Oui, l’humour suisse existe. Zurich lui consacre même une exposition
DÉRISION | Le Musée national suisse a eu une drôle d’idée. Dès demain, il consacre une expo à l’humour helvétique. De la BD aux humoristes, on y montre ce qui fait rire les Suisses. Hélas, les francophones ne comprendront pas tout. 
© DR/Musées nationaux suisses/2009) | L’exposition «Witzerland» le montre: «Notre humour n’est pas fondamentalement différent des autres pays», note le concepteur du projet, Walter Keller.
NADINE HALTINER ZURICH | 01.04.2009 | 00:00
«C’est l’histoire d’un mec…» qui a eu une idée marrante: créer une expo sur l’humour suisse. Dès demain, son concept devient réalité au Musée national suisse de Zurich.
Dans «Witzerland» (ndlr: pays du gag) , Walter Keller, créateur et curateur de l’expo, a compilé des éléments d’histoire de la presse, de la radio et du cinéma «pour montrer ce que les Suisses trouvent drôle». Dessins, BD, caricatures, gags et humoristes helvétiques sont ainsi cloués aux murs pour le plus grand bonheur des visiteurs.
Cerise sur le gâteau, la visite se déroule dans l’ancienne annexe du musée, au travers salles et de meubles vieux de plusieurs siècles. Un fabuleux décor d’antan qui fait notamment la part belle aux illustrations satiriques du XIXe siècle à nos jours. De quoi se rendre compte que le style des humoristes a évolué avec le temps, mais que les thèmes, eux, sont récurrents. «La Suisse est souvent présentée comme une île ou une forteresse au milieu des flots», explique Walter Keller. Ainsi, en 1949 déjà, une affiche montrait des oiseaux étrangers menaçant de leur bec l’intégrité du pays!
Blagues sous la ceinture
Au fil de la visite, de petits salons aménagés permettent de se vautrer dans des canapés pour visionner des émissions ou des films cultes. Les amateurs ne manqueront pas de s’arrêter devant Les faiseurs de Suisses. Ceux qui préfèrent les gags se rendront dans la salle qui expose les dizaines de plaisanteries envoyées par des internautes du pays. Quant aux plus coquins, ils trouveront leur bonheur dans une pièce interdite aux moins de 18 ans. En Suisse aussi, les blagues les plus populaires sont situées au-dessous de la ceinture…

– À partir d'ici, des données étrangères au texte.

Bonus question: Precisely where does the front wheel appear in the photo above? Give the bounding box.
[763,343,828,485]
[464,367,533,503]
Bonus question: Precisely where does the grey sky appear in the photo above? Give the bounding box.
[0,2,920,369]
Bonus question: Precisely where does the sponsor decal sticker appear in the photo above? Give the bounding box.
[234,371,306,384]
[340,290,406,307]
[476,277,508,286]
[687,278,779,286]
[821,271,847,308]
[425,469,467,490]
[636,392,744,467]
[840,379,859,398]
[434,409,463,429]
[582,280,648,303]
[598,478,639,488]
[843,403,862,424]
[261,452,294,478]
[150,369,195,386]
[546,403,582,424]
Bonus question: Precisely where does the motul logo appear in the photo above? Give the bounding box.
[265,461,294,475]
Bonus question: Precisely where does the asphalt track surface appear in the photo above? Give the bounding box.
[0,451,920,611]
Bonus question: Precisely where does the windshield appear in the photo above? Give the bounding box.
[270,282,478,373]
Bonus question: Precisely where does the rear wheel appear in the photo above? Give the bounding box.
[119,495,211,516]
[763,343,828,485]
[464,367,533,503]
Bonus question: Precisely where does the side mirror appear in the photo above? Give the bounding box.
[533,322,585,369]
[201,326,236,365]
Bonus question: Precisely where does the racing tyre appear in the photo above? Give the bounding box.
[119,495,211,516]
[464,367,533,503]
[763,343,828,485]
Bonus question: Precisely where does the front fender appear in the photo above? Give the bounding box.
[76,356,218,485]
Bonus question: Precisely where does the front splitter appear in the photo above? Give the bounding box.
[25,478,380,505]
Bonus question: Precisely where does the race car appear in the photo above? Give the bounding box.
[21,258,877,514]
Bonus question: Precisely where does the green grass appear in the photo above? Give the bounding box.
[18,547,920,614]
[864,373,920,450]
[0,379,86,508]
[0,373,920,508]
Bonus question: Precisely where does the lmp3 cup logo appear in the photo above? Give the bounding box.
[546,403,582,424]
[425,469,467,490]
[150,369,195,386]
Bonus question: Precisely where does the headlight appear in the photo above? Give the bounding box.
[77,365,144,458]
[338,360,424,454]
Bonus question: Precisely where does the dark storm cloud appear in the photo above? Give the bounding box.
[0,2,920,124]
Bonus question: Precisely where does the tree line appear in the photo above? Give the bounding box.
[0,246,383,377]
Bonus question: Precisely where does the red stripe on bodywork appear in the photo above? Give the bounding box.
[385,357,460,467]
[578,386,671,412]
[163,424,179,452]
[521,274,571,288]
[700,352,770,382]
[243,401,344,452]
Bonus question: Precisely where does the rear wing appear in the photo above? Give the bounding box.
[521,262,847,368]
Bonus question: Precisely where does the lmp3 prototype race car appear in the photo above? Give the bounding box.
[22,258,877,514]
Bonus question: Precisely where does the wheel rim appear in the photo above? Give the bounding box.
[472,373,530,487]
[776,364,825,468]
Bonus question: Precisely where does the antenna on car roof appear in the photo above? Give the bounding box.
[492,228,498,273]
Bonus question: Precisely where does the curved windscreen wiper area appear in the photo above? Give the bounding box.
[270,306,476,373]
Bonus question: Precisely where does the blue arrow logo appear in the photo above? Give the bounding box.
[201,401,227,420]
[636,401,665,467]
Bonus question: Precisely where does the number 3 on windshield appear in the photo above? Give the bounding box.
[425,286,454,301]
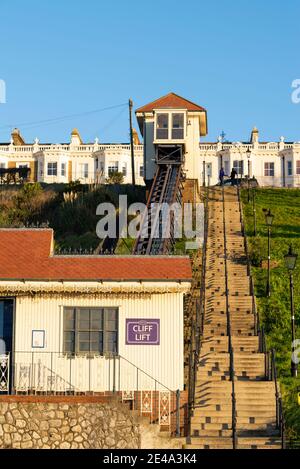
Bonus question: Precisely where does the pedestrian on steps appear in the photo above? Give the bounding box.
[230,168,237,186]
[219,168,225,186]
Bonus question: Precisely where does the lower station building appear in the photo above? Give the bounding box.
[0,229,192,425]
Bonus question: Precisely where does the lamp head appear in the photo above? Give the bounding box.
[284,246,298,272]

«Notre humour n’est pas fondamentalement différent des autres pays, note le concepteur du projet. On aime peut-être davantage le comique de situation et moins les plaisanteries lourdes qui concernent, par exemple, la politique. Ce qui est sûr en revanche, c’est qu’on n’a pas tous le même humour.» Car le rire des uns s’arrête où commence celui des autres. Et en matière de moqueries, les Suisses ont de la repartie. Un Vaudois n’est pas un Genevois. Et un Zurichois ne sera jamais aussi lent qu’un Bernois. D’ailleurs, savez-vous pourquoi les Bernois étaient les premiers au front lors de la 2e Guerre mondiale? Parce qu’ils arrivaient tout juste pour la première…
«Ça ne se traduit pas»
Depuis le XVIIIe siècle, on épingle avec délectation les stéréotypes des autres régions. «La leçon de géographie de la Suisse» donnée par Marie-Thérèse Porchet dans une des salles du musée n’en est qu’un digne exemple. «D’un côté, les Romands, à savoir les gens normaux, dit l’humoriste. De l’autre, les Suisses allemands… Les primitifs. Ceux qu’on appelle «les bourbines» et qui parlent une langue que personne ne comprend, à part eux.»
C’est peut-être là le mauvais gag de l’expo. L’humour suisse se distille en quatre langues. Mais les Romands pourraient avoir de la peine à saisir toutes les plaisanteries présentées, pour la plupart en suisse allemand. «Eh oui, une blague, ça ne se traduit pas», conclut Walter Keller.
➜ Exposition «Witzerland - Aperçu de l’humour en Suisse», du 2 avril au 13 septembre, Musée national suisse, Zurich.